[comp.lang.fortran] no noalias not negligible

chris@mimsy.UUCP (Chris Torek) (05/21/88)

In article <54080@sun.uucp> dgh%dgh@Sun.COM (David Hough) writes:
>The results for double precision linpack on Sun-4 using SunOS 4.0 and
>Fortran 1.1 were [edited to just `rolled' case]:
>Fortran	1080 KFLOPS
>C		 850 KFLOPS

>      subroutine daxpy(n,da,dx,dy)
>      doubleprecision dx(1),dy(1),da
>      integer i,n

Incidentally, as we have just seen in comp.arch, this Fortran version
is illegal: it should declare dx and dy as

	integer n
	double precision dx(n), dy(n)

>      do 30 i = 1,n
>        dy(i) = dy(i) + da*dx(i)
> 30   continue
>      return
>      end

>The corresponding rolled C code could be written with a for loop
>daxpy(n, da, dx, dy)
>        double          dx[], dy[], da;
>        int             n;
>{
>        int             i;
>
>        for (i = 0; i < n; i++) {
>                dy[i] = dy[i] + da * dx[i];

I suggest

		dy[i] += da * dx[i];

as it is easier to understand.  (In a reasonably optimal C compiler
it should produce the same code.)

>        }
>}
> 
>but [the] Sun compilers ... won't unroll [these] loops.... [Hand unrolling
>helped but not as much as expected.]

>Investigation revealed that the reason had to do with noalias:  [the
>Fortran [version is] defined by the Fortran standard to be "noalias",
>meaning a compiler may optimize code based on the assumption that [dy
>and dx are distinct].

[X3J11's `noalias' proposal was deleted for various reasons including]
>3) optimizing compilers should be able to figure out if aliasing
>exists, which is definitely false in a separate compilation environment
>(unless you want the linker to recompile everything, in which case the
>linker is the compiler, and you're back to no separate compilation).

This is not quite right: The linker is to be the *code generator*, not
the *compiler*.  Code generation is a (relatively) small subset of the
task of compilation.  Naturally, a code-generating linker will take
longer to run than a simple linking linker, which discourages this
somewhat.  The usual solution is to generate code in the compiler
proper only when it is told not to optimise.

>Anyway there is no portable way in draft ANSI C to say "this pointers
>are guaranteed to have no aliases".
>... you don't dare load dx[i+1] before you store dy[i] if there is
>any danger that they point to the same place.

True.

>What is to be done?

Ignore it.  (Unsatisfactory.)

Provide code-generating linkers.  (Good idea but hard to do.)

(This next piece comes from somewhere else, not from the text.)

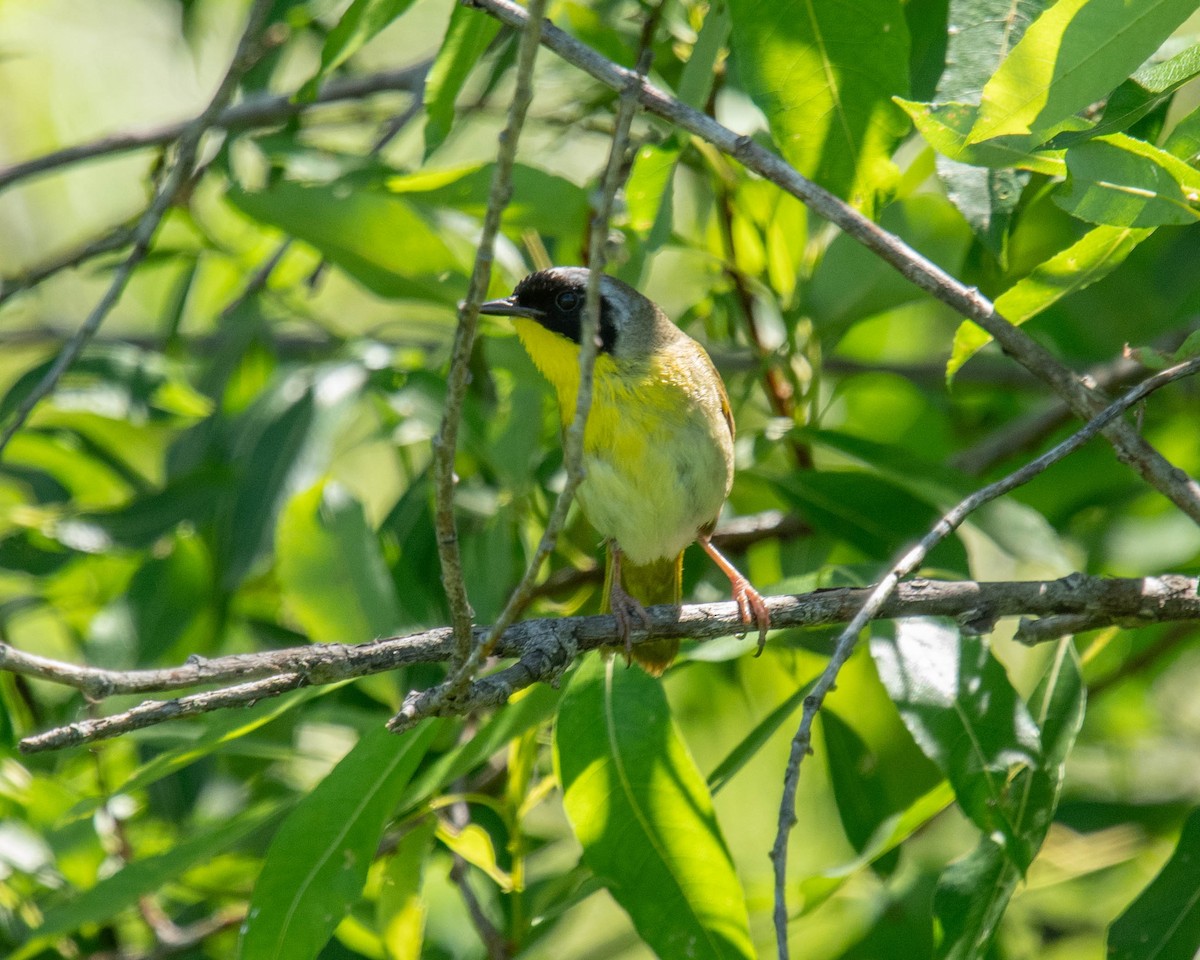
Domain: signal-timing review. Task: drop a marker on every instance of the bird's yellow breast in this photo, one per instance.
(658, 448)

Provide `unsafe' optimisation levels.  (Generally a bad idea, but
easier than code generation at link time, and typically produces faster
compile times.)

Provide `#pragma's.  Some people claim that a pragma is not allowed to
declare such semantics as volatility or lack of aliasing; I disagree.
Short of the code-generating linker, with aliasing and register
allocation computed at `link' time, this seems to me the best solution.

	/*
	 * Double precision `ax + y' (d a*x plus y => daxpy).
	 */
	void
	daxpy(n, a, x, y)
		register int n;
		register double a, *x, *y;
	#pragma notaliased(x, y)
	/* or #pragma separate, or #pragma distinct, or... */
	{

		while (--n >= 0)
			*y++ += a * *x++;
	}

to write it in C-idiom-ese.
-- 
In-Real-Life: Chris Torek, Univ of MD Comp Sci Dept (+1 301 454 7163)
Domain:	chris@mimsy.umd.edu	Path:	uunet!mimsy!chris

chris@mimsy.UUCP (Chris Torek) (05/21/88)

One I forgot: inline expansion.  The latest GCC compilers have inline
functions, and `inline' is easy to add to a C compiler (although the
resulting langauge is not C).  daxpy is certainly short enough to write
in line:

	inline void
	daxpy(int n, double a, double *x, double *y) {
		int i;
		for (i = 0; i < n; i++) y[i] += a * x[i];
	}

or (as short as I can make it :-) )

	inline void daxpy(int n, double a, double *x, double *y)
		{ while (--n >= 0) *y++ += a * *x++; }

To stick to C proper, although it introduces possible name collisions,
and makes daxpy() not an expression,

	#define daxpy(n, a, x, y) do { \
		register int daxpy_n = n; \
		register double daxpy_a = a, *daxpy_x = x, *daxpy_y = y; \
		while (--daxpy_n >= 0) *daxpy_y++ += a * *daxpy_x++; \
	} while (0)

The resulting expansion (either from the cleaner but nonstandard
`inline void' versions, or the macro version) will likely not only run
faster (no subroutine call overhead) but also be in a place where the
optimiser can see whether there are aliasing problems.
-- 
In-Real-Life: Chris Torek, Univ of MD Comp Sci Dept (+1 301 454 7163)
Domain:	chris@mimsy.umd.edu	Path:	uunet!mimsy!chris

Paul_L_Schauble@cup.portal.com (05/22/88)

Chris Torek writes...

>The linker is to be the code generator...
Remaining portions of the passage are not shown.